The solution is elegant but hard to understand. The tiny change to the solution could make it easier to comprehend. Maybe less efficient but probably with the same O(N)

My algorithm :

• keep track of the sum of all characters in the frequency hashmap
• on each iteration extract the value of the max repeating character in that hashmap
• if the remaining sum is more than K, shrink the window.

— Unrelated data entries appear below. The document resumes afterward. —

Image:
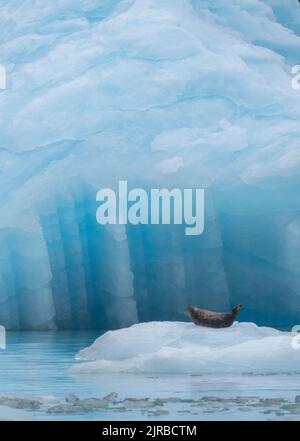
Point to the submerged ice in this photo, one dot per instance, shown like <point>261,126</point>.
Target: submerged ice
<point>183,348</point>
<point>175,93</point>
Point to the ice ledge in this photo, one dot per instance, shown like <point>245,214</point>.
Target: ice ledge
<point>183,348</point>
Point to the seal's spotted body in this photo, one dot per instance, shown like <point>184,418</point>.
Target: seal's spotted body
<point>211,319</point>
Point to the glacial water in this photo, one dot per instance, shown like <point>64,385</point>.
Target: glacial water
<point>36,364</point>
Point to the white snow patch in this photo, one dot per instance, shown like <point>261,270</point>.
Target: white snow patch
<point>183,348</point>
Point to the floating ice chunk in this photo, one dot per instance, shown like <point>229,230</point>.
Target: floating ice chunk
<point>9,414</point>
<point>182,348</point>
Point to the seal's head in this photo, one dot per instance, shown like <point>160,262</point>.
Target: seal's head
<point>237,309</point>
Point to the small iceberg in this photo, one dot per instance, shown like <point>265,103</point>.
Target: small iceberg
<point>183,348</point>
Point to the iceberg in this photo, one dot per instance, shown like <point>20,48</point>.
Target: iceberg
<point>173,93</point>
<point>183,348</point>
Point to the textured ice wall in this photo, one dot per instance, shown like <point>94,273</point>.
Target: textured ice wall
<point>162,93</point>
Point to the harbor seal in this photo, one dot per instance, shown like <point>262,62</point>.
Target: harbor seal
<point>211,319</point>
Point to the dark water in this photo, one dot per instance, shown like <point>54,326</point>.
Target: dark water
<point>36,364</point>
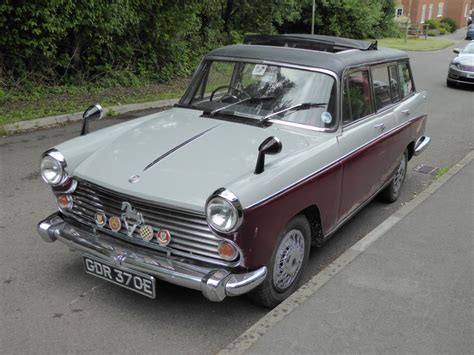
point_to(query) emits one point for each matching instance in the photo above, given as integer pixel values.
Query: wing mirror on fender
(271, 146)
(93, 113)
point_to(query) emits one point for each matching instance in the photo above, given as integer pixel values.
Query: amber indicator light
(227, 250)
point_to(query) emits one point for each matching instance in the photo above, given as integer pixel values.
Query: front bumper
(215, 283)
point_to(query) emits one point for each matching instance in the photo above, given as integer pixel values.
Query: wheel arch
(313, 216)
(411, 150)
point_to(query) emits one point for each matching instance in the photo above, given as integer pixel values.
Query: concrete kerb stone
(24, 126)
(243, 343)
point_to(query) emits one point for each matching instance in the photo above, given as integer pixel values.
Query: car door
(408, 110)
(361, 142)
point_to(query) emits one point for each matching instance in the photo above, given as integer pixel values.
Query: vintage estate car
(461, 68)
(275, 144)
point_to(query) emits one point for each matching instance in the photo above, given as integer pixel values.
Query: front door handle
(380, 126)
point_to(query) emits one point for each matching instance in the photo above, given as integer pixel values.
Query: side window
(406, 81)
(381, 84)
(356, 97)
(394, 83)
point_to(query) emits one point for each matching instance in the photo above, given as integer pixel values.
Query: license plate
(132, 280)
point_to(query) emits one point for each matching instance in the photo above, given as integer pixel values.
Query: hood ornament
(131, 218)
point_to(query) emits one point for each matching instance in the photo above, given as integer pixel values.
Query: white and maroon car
(275, 144)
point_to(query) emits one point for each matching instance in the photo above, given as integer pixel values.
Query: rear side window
(357, 101)
(406, 80)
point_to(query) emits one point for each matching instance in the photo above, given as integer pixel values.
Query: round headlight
(52, 168)
(456, 65)
(223, 211)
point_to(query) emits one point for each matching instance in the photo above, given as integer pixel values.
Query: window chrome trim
(291, 66)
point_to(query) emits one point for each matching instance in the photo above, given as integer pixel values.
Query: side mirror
(270, 146)
(93, 113)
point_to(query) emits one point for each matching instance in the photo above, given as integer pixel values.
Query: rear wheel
(286, 265)
(392, 192)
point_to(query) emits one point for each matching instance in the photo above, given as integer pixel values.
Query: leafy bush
(128, 42)
(450, 24)
(433, 24)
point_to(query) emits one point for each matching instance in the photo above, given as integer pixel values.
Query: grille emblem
(100, 219)
(115, 224)
(146, 232)
(131, 218)
(163, 237)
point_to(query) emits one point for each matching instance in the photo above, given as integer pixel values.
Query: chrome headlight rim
(228, 197)
(61, 161)
(456, 65)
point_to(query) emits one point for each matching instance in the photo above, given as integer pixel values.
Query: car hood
(464, 59)
(179, 157)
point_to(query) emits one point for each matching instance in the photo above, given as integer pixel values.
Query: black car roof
(312, 51)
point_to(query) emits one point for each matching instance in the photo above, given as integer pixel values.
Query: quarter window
(357, 100)
(406, 81)
(394, 83)
(381, 83)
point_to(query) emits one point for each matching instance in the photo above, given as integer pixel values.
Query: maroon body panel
(264, 222)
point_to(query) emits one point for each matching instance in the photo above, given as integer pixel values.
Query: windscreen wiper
(292, 109)
(248, 99)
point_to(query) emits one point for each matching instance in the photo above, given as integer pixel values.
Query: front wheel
(392, 192)
(286, 265)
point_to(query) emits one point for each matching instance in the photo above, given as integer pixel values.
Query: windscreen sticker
(326, 117)
(259, 69)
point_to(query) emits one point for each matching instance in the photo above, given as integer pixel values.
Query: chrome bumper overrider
(421, 144)
(214, 283)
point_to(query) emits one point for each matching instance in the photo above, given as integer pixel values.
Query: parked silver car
(461, 68)
(275, 144)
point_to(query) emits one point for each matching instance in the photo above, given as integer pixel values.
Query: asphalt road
(49, 305)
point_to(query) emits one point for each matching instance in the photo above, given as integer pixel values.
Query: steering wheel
(234, 97)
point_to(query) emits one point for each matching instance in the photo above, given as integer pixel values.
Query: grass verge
(414, 44)
(21, 105)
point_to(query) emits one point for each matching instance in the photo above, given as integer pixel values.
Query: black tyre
(286, 266)
(392, 192)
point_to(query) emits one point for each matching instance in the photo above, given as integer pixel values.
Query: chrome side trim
(327, 166)
(421, 144)
(215, 284)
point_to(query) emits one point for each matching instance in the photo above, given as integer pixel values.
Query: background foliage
(126, 42)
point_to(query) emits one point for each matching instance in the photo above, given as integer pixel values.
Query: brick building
(421, 10)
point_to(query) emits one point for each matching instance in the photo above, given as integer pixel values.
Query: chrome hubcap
(399, 175)
(288, 260)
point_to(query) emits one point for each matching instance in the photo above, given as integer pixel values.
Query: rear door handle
(380, 126)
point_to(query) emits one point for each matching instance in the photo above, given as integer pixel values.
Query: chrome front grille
(190, 233)
(467, 67)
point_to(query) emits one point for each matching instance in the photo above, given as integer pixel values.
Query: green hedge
(124, 42)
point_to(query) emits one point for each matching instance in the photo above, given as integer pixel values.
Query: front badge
(115, 224)
(100, 219)
(163, 237)
(146, 232)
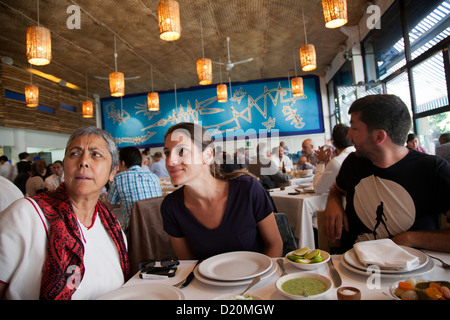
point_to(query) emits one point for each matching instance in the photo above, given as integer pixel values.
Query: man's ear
(208, 155)
(380, 136)
(113, 173)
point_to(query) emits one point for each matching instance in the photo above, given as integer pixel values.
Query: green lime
(317, 259)
(292, 257)
(313, 254)
(302, 251)
(304, 261)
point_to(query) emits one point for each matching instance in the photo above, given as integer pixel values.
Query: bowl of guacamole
(303, 285)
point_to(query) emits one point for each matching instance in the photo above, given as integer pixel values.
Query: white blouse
(23, 247)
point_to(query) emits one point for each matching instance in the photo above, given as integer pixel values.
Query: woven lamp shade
(308, 57)
(32, 96)
(169, 20)
(117, 84)
(153, 101)
(88, 109)
(204, 71)
(297, 86)
(335, 13)
(222, 93)
(39, 46)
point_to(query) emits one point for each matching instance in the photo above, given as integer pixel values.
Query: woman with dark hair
(66, 244)
(213, 212)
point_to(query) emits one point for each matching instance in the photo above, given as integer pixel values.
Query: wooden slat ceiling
(270, 31)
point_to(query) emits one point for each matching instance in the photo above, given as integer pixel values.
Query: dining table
(373, 286)
(301, 211)
(300, 180)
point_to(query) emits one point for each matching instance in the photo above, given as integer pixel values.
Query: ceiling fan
(229, 65)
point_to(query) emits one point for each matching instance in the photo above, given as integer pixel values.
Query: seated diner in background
(65, 244)
(36, 183)
(266, 170)
(213, 213)
(391, 191)
(328, 166)
(308, 158)
(412, 142)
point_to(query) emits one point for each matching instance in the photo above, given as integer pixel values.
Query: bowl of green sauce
(303, 285)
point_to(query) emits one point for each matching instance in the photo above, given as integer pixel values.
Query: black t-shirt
(247, 205)
(381, 203)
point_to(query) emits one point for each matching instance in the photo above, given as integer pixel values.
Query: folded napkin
(386, 254)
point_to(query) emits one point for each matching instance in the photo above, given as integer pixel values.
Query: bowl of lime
(307, 259)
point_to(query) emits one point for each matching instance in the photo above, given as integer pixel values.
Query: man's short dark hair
(131, 156)
(339, 136)
(23, 155)
(386, 112)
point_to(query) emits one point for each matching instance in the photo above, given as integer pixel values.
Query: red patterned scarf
(63, 266)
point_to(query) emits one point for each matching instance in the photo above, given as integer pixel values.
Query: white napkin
(386, 254)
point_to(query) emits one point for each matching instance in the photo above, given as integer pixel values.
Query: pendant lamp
(32, 96)
(297, 86)
(39, 44)
(31, 93)
(308, 57)
(307, 52)
(204, 67)
(222, 93)
(116, 79)
(297, 83)
(117, 84)
(87, 106)
(335, 13)
(169, 20)
(88, 109)
(152, 98)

The hole solution in JS: const f = (_str, _k) => { let windowStart = 0; let maxLength = 0; const charFrequency = {}; let allCharSum = 0;

for (let windowEnd = 0; windowEnd < _str.length; windowEnd++) { const rightChar = _str[windowEnd];

if (!(rightChar in charFrequency)) { charFrequency[rightChar] = 0; } charFrequency[rightChar] += 1; allCharSum += 1;

// Find the max value and delete it from the overall sum. // The sum of the other values should not be more than K const otherCharSum = allCharSum - Math.max(...Object.values(charFrequency));

if (otherCharSum > _k) { const leftChar = _str[windowStart]; charFrequency[leftChar] -= 1; allCharSum -= 1; windowStart += 1; } maxLength = Math.max(maxLength, windowEnd - windowStart + 1); } return maxLength; };